Впервые в жизни я увидела, как бьются головой об стену. Она билась не лбом, а как-то сбоку, наверно, чтобы было больнее, и не плакала, с неподвижным выражением, точно это было какое-то дело. Волосы вздрагивали — и вдруг она прижалась лицом к стене, раскинула руки…
Она знала. Весь этот трудный, утомительный день, когда пришлось даже отложить несрочные операции, потому что не хватало рук на приёме, когда больных некуда было класть и все нервничали, волновались, она одна работала так, как будто ничего не случилось. В первой палате она учила разговаривать одного несчастного парня, лежавшего с высунутым языком, — и знала. Она долго скучным голосом отделывала повара за то, что картофель был плохо протёрт и застревал в трубках, — и знала. То в одной, то в другой палате слышался её сердитый, уверенный голос — и никто, ни один человек в мире не мог бы догадаться о том, что она знала.
Глава седьмая
«ЕКАТЕРИНЕ ИВАНОВНЕ ТАТАРИНОВОЙ-ГРИГОРЬЕВОЙ»
Всё чаще я оставалась в госпитале на ночь, потом на двое — трое суток и наконец стала приходить домой только тогда, когда Розалия Наумовна просила меня об этом.

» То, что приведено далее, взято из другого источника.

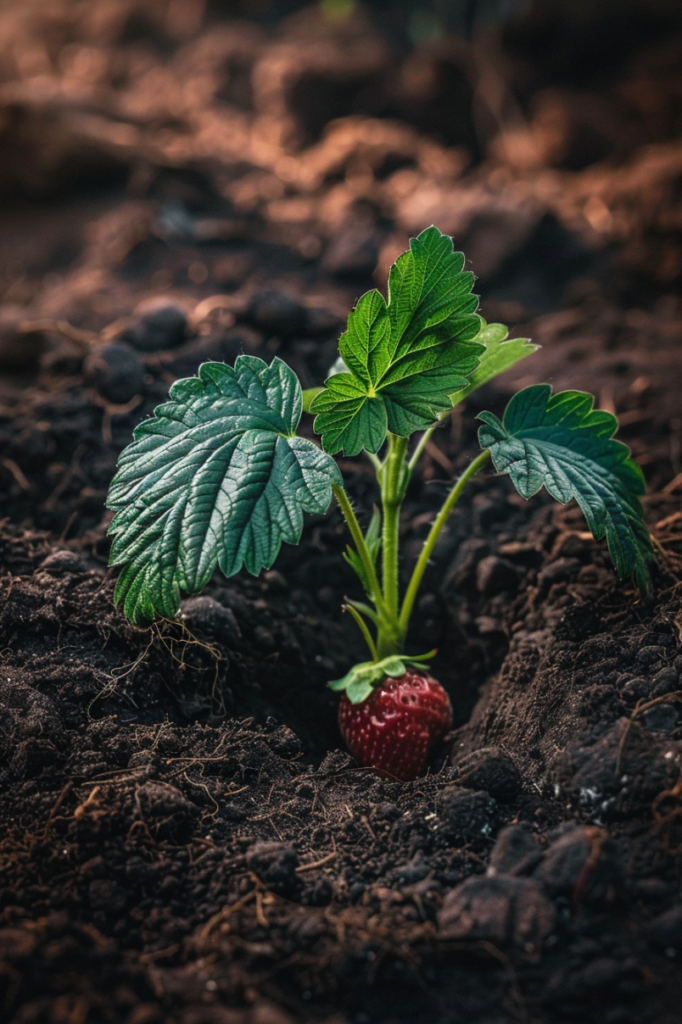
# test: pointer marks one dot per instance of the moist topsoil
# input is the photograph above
(183, 838)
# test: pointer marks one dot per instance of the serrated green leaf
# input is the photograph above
(216, 476)
(559, 441)
(403, 357)
(501, 353)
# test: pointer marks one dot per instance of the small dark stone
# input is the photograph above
(601, 973)
(60, 561)
(495, 576)
(167, 813)
(104, 894)
(466, 816)
(275, 312)
(653, 891)
(505, 910)
(275, 864)
(32, 757)
(560, 570)
(116, 372)
(356, 891)
(232, 813)
(515, 852)
(285, 742)
(648, 656)
(208, 617)
(661, 718)
(138, 870)
(162, 325)
(492, 770)
(387, 812)
(666, 930)
(665, 682)
(336, 761)
(580, 865)
(321, 893)
(409, 873)
(353, 254)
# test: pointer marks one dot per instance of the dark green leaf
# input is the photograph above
(216, 476)
(403, 357)
(501, 353)
(561, 442)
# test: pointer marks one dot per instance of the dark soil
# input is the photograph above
(182, 839)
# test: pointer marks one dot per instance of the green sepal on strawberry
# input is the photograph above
(397, 726)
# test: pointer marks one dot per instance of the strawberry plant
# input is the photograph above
(219, 476)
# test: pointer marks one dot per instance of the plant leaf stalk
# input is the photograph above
(392, 620)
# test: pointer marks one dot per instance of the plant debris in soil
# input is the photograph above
(182, 840)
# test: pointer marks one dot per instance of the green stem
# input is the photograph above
(428, 434)
(434, 532)
(364, 630)
(360, 546)
(423, 441)
(392, 494)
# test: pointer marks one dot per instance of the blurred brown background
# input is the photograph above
(252, 167)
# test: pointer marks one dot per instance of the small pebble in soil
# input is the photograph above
(116, 372)
(465, 816)
(505, 910)
(515, 852)
(162, 324)
(275, 864)
(494, 576)
(352, 255)
(491, 770)
(207, 617)
(661, 718)
(569, 867)
(275, 312)
(666, 930)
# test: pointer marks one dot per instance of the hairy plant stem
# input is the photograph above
(360, 546)
(434, 532)
(393, 483)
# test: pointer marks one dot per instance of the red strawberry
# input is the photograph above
(399, 724)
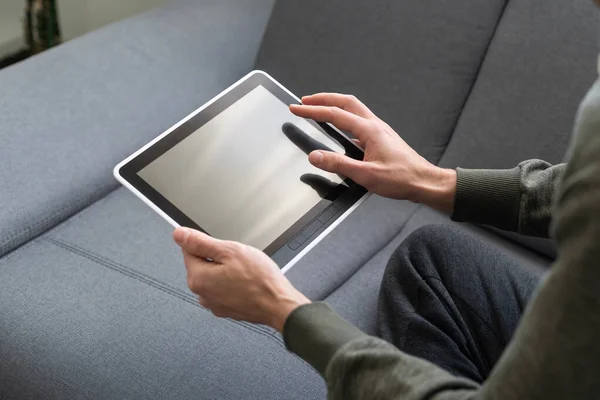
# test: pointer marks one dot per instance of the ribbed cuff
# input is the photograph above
(490, 197)
(315, 332)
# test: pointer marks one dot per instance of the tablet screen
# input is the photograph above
(244, 175)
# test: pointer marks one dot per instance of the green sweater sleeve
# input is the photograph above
(518, 199)
(554, 353)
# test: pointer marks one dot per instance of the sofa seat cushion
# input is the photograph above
(76, 324)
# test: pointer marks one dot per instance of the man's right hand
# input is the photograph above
(390, 168)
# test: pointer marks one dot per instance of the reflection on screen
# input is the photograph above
(245, 174)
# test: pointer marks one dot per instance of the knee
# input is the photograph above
(429, 237)
(422, 251)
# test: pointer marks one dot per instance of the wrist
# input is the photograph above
(283, 306)
(437, 189)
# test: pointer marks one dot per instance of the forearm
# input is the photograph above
(358, 366)
(554, 353)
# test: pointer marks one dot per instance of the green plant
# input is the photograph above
(41, 25)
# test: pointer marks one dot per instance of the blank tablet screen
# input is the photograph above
(244, 175)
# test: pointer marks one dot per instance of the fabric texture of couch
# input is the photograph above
(93, 295)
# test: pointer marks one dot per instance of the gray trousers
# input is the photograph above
(453, 300)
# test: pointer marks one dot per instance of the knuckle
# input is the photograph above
(193, 284)
(351, 98)
(231, 249)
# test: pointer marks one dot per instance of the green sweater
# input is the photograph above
(555, 352)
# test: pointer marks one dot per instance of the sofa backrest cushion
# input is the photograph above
(412, 61)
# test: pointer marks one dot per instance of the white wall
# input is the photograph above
(81, 16)
(76, 17)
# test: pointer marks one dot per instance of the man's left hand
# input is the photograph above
(240, 282)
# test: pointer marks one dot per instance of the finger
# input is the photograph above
(200, 244)
(337, 164)
(346, 102)
(342, 119)
(200, 274)
(357, 143)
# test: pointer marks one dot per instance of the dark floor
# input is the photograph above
(13, 58)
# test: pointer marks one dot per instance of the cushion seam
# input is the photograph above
(58, 216)
(117, 267)
(374, 253)
(473, 83)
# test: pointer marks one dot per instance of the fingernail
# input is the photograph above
(317, 157)
(181, 235)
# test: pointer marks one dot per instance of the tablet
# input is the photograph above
(237, 169)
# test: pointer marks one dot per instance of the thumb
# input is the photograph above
(336, 163)
(198, 244)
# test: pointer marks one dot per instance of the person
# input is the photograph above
(458, 320)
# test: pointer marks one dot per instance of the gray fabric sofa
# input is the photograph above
(93, 296)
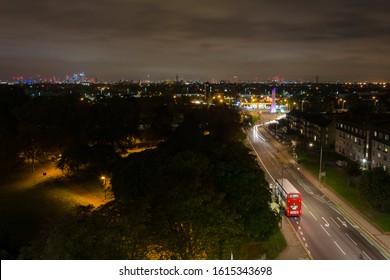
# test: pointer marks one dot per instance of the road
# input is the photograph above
(326, 233)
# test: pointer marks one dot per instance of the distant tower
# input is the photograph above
(273, 106)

— Что-то мне стало скучно без вас, Катя, — говорила она.
«Скучно» — это означало, что она снова не знает, что делать с Бертой, которая становилась всё более пугливой и молчаливой и уже не ходила по очередям, а целые дни лежала на диване и, главное, почти перестала есть.
Плохи были её дела, и я советовала Розалии Наумовне немедленно увезти её из Ленинграда. Но Розалия Наумовна боялась отпустить её одну, а сама об отъезде не хотела и слышать.
…Тихо было в квартире и пусто; тонкие полоски света лежали на мебели, на полу; солнце сквозило через щели прикрытых ставен. Я подсела к Берте, задумалась, потом очнулась, как ото сна, от беспокойных, утомительных мыслей, которые точно за руку увели меня иэ этой комнаты, где стояла мебель в чехлах и худенькая старушка в чистой ночной кофточке сидела и с детским вниманием вырезала бумажные салфетки — за последнее время это стало её любимым занятием.
Вот так возьмёшь да и сойдёшь с ума…
Должно быть, я сказала это вслух, потому что Берта на мгновение оторвалась от своих салфеток и рассеянно посмотрела на меня.